Searching for John Smith (Georgia, 2012)...


Exception: Player not found. Please make sure that name, school, and years are correct.

I guess we got that wrong. Unfortunately John Smith is a pretty ambiguous name and neither the team or the year match anything from Sports Reference. How about if I knew he played for San Jose State?

In [22]:
p3 = cfb.Player('John', 'Smith', 'San Jose State', '2012')

Searching for John Smith (San Jose State, 2012)...
Year does not match any results. Choosing match by name and team.
Years changed to 2005-2006.
Found John Smith (San Jose State, 2005-2006).


There's still some bugs to be worked out. Two notable issues occur in the following situations:
- Player page does not contain number/year icon to reset school name and years played (this comes up for less well-documented players from many years ago)
- Cannot access game logs and splits for years that a transferred player was on a previous team

Here are situations that cause this:

In [23]:
p4 = cfb.Player('John', 'Smith', 'Colgate', '1970')

Searching for John Smith (Colgate, 1970)...
Year does not match any results. Choosing match by name and team.
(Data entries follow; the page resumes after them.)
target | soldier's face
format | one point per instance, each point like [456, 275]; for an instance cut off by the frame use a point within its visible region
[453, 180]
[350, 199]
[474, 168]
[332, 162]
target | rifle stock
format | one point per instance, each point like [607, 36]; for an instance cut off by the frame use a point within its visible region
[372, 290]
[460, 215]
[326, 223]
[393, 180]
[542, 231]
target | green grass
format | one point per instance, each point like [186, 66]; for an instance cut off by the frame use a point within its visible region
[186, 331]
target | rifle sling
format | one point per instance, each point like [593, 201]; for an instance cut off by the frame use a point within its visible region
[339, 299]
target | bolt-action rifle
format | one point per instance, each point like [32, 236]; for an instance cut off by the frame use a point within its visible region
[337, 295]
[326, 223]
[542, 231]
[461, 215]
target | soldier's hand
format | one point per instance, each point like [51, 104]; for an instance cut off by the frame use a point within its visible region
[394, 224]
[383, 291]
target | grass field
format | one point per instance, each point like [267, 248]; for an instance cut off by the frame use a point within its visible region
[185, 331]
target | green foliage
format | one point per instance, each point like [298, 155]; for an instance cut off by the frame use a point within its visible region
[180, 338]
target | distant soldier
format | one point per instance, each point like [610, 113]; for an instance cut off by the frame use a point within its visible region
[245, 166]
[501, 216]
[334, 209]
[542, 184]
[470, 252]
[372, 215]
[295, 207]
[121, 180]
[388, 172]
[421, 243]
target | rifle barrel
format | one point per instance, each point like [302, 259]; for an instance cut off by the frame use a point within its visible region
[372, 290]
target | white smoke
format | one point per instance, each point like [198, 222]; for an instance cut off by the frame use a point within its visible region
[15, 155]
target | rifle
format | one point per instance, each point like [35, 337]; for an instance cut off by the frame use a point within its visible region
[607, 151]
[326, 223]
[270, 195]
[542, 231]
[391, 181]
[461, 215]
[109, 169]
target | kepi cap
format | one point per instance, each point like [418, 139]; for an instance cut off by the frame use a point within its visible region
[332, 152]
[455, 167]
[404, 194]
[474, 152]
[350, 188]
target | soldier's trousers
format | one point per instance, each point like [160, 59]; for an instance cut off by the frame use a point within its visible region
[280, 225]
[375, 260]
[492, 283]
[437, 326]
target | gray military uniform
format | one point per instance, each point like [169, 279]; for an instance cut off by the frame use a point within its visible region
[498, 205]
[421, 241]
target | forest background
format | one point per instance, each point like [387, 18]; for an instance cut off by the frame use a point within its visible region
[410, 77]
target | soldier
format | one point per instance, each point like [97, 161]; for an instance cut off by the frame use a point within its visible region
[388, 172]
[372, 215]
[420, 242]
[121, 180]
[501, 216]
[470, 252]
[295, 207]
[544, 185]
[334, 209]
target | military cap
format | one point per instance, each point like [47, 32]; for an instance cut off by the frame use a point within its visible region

TypeError: 'NoneType' object is not subscriptable

Justin Fields played for Georgia in 2018 before transferring to Ohio State in 2019. While **college-football** can access the summary information from his career at both schools, it cannot currently retrieve logs and splits from his year at UGA. This is functionality I intend to add in future versions.

In [26]:
p5 = cfb.Player('Justin', 'Fields', 'Ohio State', '2018-2020')
p5.get_passing_summary()

Searching for Justin Fields (Ohio State, 2018-2020)...
Years changed to 2019-2020.
Found Justin Fields (Ohio State, 2019-2020).
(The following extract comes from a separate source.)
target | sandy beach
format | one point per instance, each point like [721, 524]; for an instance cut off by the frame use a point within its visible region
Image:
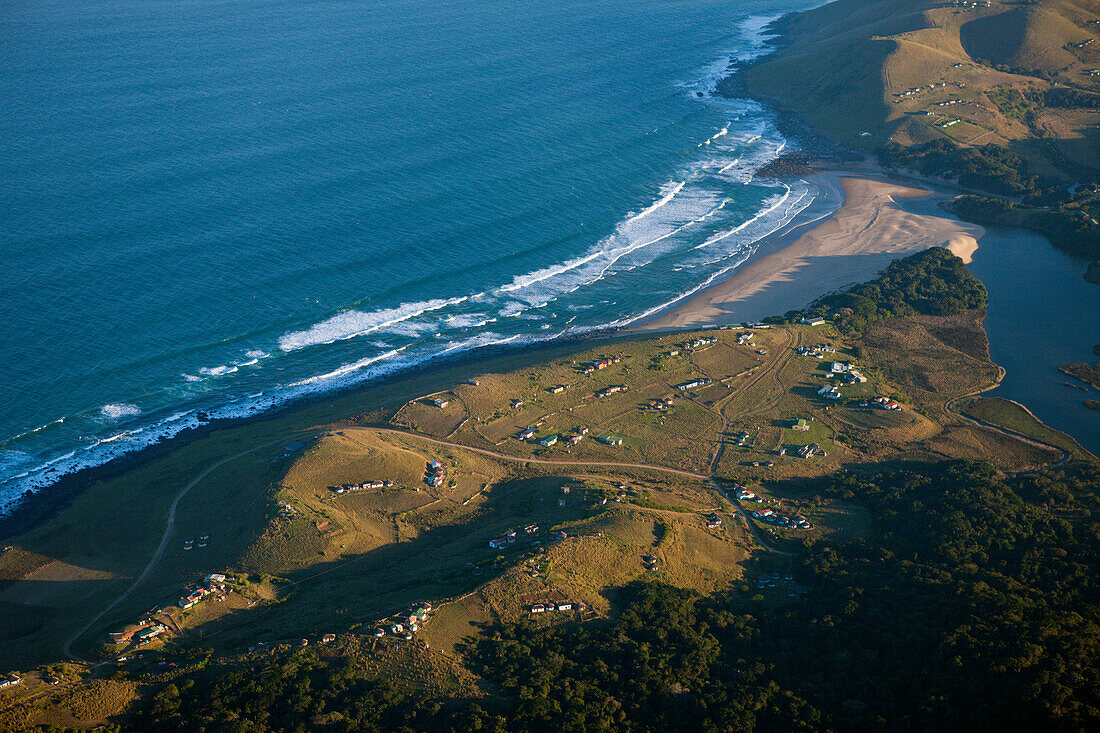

Unnamed: 0_level_0,Unnamed: 0_level_0,Unnamed: 1_level_0,Unnamed: 2_level_0,Unnamed: 3_level_0,Unnamed: 4_level_0,Unnamed: 5_level_0,Passing,Passing,Passing,Passing,Passing,Passing,Passing,Passing,Passing
Unnamed: 0_level_1,Year,School,Conf,Class,Pos,G,Cmp,Att,Pct,Yds,Y/A,AY/A,TD,Int,Rate
0,*2018,Georgia,SEC,FR,QB,12.0,27,39,69.2,328,8.4,10.5,4,0,173.7
1,*2019,Ohio State,Big Ten,SO,QB,14.0,238,354,67.2,3273,9.2,11.2,41,3,181.4
2,*2020,Ohio State,Big Ten,JR,QB,8.0,158,225,70.2,2100,9.3,10.1,22,6,175.6
3,Career,Overall,0,0,0,0.0,423,618,68.4,5701,9.2,10.7,67,9,178.8
4,0,Georgia,0,0,0,0.0,27,39,69.2,328,8.4,10.5,4,0,173.7
5,0,Ohio State,0,0,0,0.0,396,579,68.4,5373,9.3,10.8,63,9,179.1


In [27]:
p5.get_game_logs(2019)

Unnamed: 0_level_0,Unnamed: 0_level_0,Unnamed: 1_level_0,Unnamed: 2_level_0,Unnamed: 3_level_0,Unnamed: 4_level_0,Unnamed: 5_level_0,Passing,Passing,Passing,Passing,Passing,Passing,Passing,Rushing,Rushing,Rushing,Rushing
Unnamed: 0_level_1,Rk,Date,School,Unnamed: 3_level_1,Opponent,Unnamed: 5_level_1,Cmp,Att,Pct,Yds,TD,Int,Rate,Att,Yds,Avg,TD
0,1.0,2019-08-31,Ohio State,0,Florida Atlantic,W,18,25,72.0,234,4,0,203.4,12,61,5.1,1
1,2.0,2019-09-07,Ohio State,0,Cincinnati,W,20,25,80.0,224,2,0,181.7,9,42,4.7,2
2,3.0,2019-09-14,Ohio State,@,Indiana,W,14,24,58.3,199,3,0,169.2,4,11,2.8,1
3,4.0,2019-09-21,Ohio State,0,Miami (OH),W,14,21,66.7,223,4,0,218.7,9,36,4.0,2
4,5.0,2019-09-28,Ohio State,@,Nebraska,W,15,21,71.4,212,3,0,203.4,12,72,6.0,1
5,6.0,2019-10-05,Ohio State,0,Michigan State,W,17,25,68.0,206,2,1,155.6,11,61,5.5,1
6,7.0,2019-10-18,Ohio State,@,Northwestern,W,18,23,78.3,194,4,0,206.5,6,8,1.3,0
7,8.0,2019-10-26,Ohio State,0,Wisconsin,W,12,22,54.5,167,2,0,148.3,13,28,2.2,1
8,9.0,2019-11-09,Ohio State,0,Maryland,W,16,25,64.0,200,3,0,170.8,5,28,5.6,1
9,10.0,2019-11-16,Ohio State,@,Rutgers,W,15,19,78.9,305,4,0,283.3,3,30,10.0,0


In [28]:
p5.get_game_logs(2018)

Exception: No game logs available for 2018.

Congrats! You made it this far and hopefully you aren't too bored. If you're looking to analyze college football information in Python, I hope this can help.